It is often challenging to isolate sufficient quantities of a target protein in a soluble and folded form for molecular analysis. This issue is particularly acute for multi-domain proteins that may not express or correctly fold in recombinant expression systems. To help overcome this obstacle we are developing a high throughput method, called ‘Domain Seeking’, in which protein fragment libraries are screened for solubility and the results are used as the basis for further fragment design and optimisation.
The Domain Seeking procedure has three major steps. Firstly, a random gene fragment library is generated for the protein.1 Secondly, the library is expressed in E. coli and a split-green fluorescent protein (GFP) assay is used to report on in vivo protein fragment solubility.2 Lastly, a form of cluster analysis is used to combine the data from all the hit fragments to identify the likely number and boundaries of structural domains within the protein. This takes into account that fragments with both the optimal start and end points for each structural domain may not necessarily be present in the library screened, but these points are indicated by an overall analysis of the fragment data obtained.

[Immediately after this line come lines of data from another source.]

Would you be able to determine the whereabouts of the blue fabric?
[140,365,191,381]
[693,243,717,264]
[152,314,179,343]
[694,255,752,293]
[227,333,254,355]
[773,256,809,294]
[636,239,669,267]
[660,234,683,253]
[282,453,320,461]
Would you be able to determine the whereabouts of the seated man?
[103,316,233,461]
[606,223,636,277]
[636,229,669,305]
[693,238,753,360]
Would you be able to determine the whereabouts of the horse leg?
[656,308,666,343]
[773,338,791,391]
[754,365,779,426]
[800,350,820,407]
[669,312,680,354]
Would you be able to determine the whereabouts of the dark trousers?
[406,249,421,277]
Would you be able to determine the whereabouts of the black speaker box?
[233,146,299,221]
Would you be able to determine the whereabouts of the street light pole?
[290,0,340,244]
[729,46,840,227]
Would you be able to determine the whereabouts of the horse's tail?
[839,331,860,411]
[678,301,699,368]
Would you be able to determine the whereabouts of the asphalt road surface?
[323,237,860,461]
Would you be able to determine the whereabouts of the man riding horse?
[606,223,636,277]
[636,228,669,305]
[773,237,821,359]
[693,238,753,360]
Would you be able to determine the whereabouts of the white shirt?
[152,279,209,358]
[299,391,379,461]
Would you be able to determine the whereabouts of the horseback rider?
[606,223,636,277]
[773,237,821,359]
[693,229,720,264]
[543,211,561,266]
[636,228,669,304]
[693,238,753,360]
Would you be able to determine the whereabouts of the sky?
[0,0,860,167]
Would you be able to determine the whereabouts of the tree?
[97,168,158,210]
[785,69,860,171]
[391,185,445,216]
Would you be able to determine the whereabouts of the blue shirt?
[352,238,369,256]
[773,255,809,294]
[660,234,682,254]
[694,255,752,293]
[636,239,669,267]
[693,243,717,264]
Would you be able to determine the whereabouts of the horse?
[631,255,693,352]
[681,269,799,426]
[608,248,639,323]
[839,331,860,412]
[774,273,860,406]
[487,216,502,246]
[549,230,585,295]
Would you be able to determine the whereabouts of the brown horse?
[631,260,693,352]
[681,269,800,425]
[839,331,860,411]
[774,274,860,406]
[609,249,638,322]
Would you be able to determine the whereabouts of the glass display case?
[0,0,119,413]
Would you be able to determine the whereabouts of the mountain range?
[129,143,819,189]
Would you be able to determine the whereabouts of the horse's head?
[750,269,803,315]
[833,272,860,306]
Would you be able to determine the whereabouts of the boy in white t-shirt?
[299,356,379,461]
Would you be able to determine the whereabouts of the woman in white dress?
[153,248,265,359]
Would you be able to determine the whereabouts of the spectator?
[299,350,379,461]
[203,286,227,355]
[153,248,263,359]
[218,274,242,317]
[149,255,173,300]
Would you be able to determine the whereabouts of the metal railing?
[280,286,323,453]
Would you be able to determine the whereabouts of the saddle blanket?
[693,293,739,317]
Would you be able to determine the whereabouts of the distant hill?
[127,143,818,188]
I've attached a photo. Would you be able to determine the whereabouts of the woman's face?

Here we present the application of the Domain Seeking procedure to a multi-domain human protein, p85α. This structurally characterized protein is often used as a test case for domain mapping methods, hence providing a benchmark for our approach. Our cluster analysis of around one hundred p85α soluble fragments identified with the in vivo solubility assay, defines the boundaries of four out of the five known structural domains of this protein.
1. Reich, S. et al.. Protein science 15, 2356-2365, (2006).
2. Cabantous, S. & Waldo, G. S. Nature methods 3, 845-854, (2006).